The Isle of Man is able to offer an impressive variety of options for institutional and other clients seeking to create or restructure corporate vehicles to minimize risk to, and liability of, underlying assets.
In 2004, the Isle of Man Government introduced the concept of the protected cell company ("PCC") into Isle of Man law. Just like a conventional company, a PCC has a single separate legal personality, is distinct from both its members and directors, and is subject to all the provisions of the Isle of Man Companies Acts.
Uniqueness of a PCC
A PCC differs from a conventional company in that the company is sub-divided into a number of legally distinct portions, known as the core (the non-cellular part of the company) and cells. Each cell has its own share of the PCC's overall share capital, allowing a shareholder to be the sole owner of one cell while only having small interest in the PCC as a whole.
Illustrative diagram of a PCC:
The assets, liabilities and revenue streams attributable to each cell are segregated from those attributable to every other cell and from those attributable to the core.
PCC under the Companies Act 2006
The recently introduced Companies Act 2006 ("the 2006 Act") provides for a new and flexible companies regime, which has updated and modernised Isle of Man corporate vehicles.
A company incorporated or regulated under the 2006 Act is able, notwithstanding any provision to the contrary included in its memorandum and articles of association, to undertake any business activity, to do, or to be subject to, any act or enter into any transaction, irrespective of corporate benefit. Such activities would, for example, include the ability to declare and pay dividends and make capital distributions, and provide financial assistance subject only to meeting a statutory solvency test.

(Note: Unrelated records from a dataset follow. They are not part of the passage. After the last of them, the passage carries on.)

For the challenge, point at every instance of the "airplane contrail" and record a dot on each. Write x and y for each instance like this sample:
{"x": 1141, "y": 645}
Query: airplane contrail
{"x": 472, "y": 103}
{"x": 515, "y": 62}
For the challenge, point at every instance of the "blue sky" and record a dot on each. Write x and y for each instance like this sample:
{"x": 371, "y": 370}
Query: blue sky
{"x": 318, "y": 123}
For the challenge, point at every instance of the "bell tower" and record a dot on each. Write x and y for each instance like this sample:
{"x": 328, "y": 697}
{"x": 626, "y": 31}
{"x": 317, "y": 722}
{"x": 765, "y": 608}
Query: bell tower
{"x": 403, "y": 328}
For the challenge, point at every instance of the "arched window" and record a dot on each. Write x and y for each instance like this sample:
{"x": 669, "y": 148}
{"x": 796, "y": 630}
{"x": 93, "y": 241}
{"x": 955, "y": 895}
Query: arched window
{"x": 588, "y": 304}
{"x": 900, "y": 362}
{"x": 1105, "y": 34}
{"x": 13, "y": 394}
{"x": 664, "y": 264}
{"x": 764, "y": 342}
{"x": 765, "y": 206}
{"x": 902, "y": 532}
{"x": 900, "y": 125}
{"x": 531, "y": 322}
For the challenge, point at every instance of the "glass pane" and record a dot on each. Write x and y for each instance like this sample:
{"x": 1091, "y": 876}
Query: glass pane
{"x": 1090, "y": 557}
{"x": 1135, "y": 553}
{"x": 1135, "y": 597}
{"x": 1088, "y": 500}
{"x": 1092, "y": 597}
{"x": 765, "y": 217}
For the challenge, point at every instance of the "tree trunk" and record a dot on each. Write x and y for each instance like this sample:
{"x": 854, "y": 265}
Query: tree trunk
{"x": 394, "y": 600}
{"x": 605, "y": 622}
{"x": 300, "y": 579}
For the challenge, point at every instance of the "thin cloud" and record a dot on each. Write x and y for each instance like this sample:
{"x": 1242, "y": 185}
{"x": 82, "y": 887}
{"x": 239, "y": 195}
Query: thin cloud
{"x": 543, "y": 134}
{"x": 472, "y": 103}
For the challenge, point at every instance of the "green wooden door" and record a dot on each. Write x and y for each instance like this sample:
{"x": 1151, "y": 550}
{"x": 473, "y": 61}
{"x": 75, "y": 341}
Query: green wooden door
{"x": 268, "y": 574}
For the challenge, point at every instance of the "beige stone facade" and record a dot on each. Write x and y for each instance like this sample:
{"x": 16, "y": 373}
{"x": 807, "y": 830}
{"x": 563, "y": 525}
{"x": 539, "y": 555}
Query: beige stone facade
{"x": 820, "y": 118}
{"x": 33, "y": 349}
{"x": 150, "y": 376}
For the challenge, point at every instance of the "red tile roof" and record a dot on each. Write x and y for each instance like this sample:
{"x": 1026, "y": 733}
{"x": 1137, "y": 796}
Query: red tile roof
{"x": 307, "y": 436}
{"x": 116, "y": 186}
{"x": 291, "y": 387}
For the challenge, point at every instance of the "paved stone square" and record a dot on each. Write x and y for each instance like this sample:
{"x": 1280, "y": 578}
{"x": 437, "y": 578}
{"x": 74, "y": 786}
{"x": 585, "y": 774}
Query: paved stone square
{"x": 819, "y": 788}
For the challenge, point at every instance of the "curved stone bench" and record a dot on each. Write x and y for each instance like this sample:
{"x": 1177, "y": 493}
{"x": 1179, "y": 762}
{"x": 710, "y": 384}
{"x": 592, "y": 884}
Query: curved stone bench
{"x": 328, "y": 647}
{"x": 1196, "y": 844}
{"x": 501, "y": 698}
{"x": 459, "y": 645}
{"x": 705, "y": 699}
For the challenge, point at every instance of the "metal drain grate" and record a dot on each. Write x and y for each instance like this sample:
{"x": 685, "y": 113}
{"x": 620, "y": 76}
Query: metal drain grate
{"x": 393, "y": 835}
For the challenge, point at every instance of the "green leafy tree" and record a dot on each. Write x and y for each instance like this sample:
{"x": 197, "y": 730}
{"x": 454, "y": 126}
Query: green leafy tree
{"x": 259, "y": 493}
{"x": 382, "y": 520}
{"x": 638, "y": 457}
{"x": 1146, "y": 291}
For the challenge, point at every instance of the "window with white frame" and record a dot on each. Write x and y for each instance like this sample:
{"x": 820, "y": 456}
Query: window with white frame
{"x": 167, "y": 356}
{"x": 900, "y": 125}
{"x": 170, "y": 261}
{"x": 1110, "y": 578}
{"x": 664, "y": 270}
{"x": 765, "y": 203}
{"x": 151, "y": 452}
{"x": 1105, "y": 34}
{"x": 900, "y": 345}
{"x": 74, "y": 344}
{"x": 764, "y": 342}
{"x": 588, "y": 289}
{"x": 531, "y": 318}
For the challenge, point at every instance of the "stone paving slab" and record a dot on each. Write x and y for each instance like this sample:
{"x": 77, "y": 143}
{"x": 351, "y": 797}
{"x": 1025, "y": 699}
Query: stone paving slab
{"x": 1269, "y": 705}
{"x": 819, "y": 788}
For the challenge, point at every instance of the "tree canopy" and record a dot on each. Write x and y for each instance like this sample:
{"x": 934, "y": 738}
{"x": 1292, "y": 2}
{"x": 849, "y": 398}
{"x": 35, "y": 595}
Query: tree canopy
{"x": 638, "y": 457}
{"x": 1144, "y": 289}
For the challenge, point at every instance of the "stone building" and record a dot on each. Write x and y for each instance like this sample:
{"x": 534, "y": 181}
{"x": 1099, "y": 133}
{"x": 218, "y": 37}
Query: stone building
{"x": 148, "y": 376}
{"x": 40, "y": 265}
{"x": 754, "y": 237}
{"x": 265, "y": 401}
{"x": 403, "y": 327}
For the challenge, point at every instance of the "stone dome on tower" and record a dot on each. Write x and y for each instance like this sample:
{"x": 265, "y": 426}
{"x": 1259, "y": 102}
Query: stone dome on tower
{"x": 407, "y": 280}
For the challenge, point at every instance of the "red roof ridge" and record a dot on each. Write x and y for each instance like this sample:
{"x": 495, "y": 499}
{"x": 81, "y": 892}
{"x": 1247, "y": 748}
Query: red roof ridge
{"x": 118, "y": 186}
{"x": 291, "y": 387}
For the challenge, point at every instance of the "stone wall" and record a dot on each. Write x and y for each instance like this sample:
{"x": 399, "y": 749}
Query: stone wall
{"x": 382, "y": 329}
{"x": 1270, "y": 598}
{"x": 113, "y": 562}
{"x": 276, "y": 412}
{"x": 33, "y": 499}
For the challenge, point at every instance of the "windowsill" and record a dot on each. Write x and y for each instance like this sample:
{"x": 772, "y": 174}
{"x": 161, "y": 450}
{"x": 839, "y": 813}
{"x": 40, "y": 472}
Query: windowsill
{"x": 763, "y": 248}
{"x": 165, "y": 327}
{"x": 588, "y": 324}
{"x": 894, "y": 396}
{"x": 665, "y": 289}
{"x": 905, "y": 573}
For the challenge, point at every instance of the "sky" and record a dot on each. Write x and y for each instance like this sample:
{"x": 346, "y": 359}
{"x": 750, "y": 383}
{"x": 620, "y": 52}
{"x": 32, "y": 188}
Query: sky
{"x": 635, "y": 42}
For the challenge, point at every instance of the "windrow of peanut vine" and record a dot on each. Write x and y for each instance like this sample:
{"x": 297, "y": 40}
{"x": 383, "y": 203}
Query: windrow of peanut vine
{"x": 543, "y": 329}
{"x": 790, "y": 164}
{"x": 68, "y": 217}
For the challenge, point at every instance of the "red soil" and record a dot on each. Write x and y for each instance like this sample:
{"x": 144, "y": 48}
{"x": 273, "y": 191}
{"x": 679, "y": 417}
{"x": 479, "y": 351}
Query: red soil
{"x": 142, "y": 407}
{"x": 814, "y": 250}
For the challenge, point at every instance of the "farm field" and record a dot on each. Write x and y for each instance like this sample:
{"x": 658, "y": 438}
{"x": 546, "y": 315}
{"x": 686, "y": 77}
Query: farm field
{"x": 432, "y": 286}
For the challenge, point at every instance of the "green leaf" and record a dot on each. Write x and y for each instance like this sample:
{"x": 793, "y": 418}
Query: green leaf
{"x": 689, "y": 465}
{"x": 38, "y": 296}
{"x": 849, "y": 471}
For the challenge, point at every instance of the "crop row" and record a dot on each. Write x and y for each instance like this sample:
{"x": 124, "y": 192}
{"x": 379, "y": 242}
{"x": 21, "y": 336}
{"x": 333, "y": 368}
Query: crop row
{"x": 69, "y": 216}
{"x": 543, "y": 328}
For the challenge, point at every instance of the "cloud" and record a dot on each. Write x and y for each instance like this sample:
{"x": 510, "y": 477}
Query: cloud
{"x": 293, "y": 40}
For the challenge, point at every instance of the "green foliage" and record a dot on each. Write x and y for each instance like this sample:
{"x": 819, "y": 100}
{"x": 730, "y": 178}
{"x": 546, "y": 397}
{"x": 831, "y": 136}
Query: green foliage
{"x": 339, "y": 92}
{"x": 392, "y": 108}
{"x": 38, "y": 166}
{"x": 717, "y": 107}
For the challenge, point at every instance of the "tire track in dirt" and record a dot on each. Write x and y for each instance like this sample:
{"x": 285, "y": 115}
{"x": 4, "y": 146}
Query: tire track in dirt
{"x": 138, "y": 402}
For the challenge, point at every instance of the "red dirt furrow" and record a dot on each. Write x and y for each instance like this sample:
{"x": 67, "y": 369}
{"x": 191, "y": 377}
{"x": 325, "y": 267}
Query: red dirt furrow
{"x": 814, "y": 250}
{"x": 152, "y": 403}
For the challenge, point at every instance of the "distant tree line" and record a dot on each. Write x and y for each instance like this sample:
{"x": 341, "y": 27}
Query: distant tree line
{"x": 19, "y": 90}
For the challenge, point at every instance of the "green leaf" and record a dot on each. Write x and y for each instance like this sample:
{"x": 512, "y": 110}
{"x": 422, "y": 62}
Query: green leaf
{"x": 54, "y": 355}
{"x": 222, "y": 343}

In the context of a PCC, the solvency test is applied in relation to the cell concerned with no account being taken of the assets and liabilities attributable to any other cell or the core. Under the 2006 Act, a cell will pass the solvency test if it can pay its debts as they become due in the normal course of its business and if the value of its assets exceeds the value of its liabilities. It is the responsibility of the directors to ensure that the cell can satisfy the solvency test.
Thus, while still protecting investors in individual cells from the liabilities and creditors of other cells, a PCC formed under the 2006 Act offers advantages of unlimited capacity and increased legal and administrative flexibility.
Liability of assets under a PCC
Assets attributable to a cell are available only to satisfy the claims of creditors of the PCC attributable to that cell and are protected from the creditors of the PCC attributable solely to the core or any other cell.
Pursuant to the 2006 Act, certain terms are implied into every transaction with a PCC. For example, any counterparty that seeks to make assets of a cell of the PCC liable in respect of a liability not attributable to that cell shall have an obligation to pay to the PCC an amount equivalent to the benefit received and/or hold the assets on trust for the PCC. In such an event, the amount or benefit held on trust will be used by the PCC to compensate the adversely affected cell.
A receivership mechanism exists under the 2006 Act in order to allow an "insolvent" cell to be "wound up" without the PCC as a whole entering liquidation. Thus, this would allow the PCC to carry on business notwithstanding the "insolvency" of any particular cell and without requiring the owner of the core to provide any further core or cell capital.
The content of this article is intended to provide a general guide to the subject matter. Specialist advice should be sought about your specific circumstances.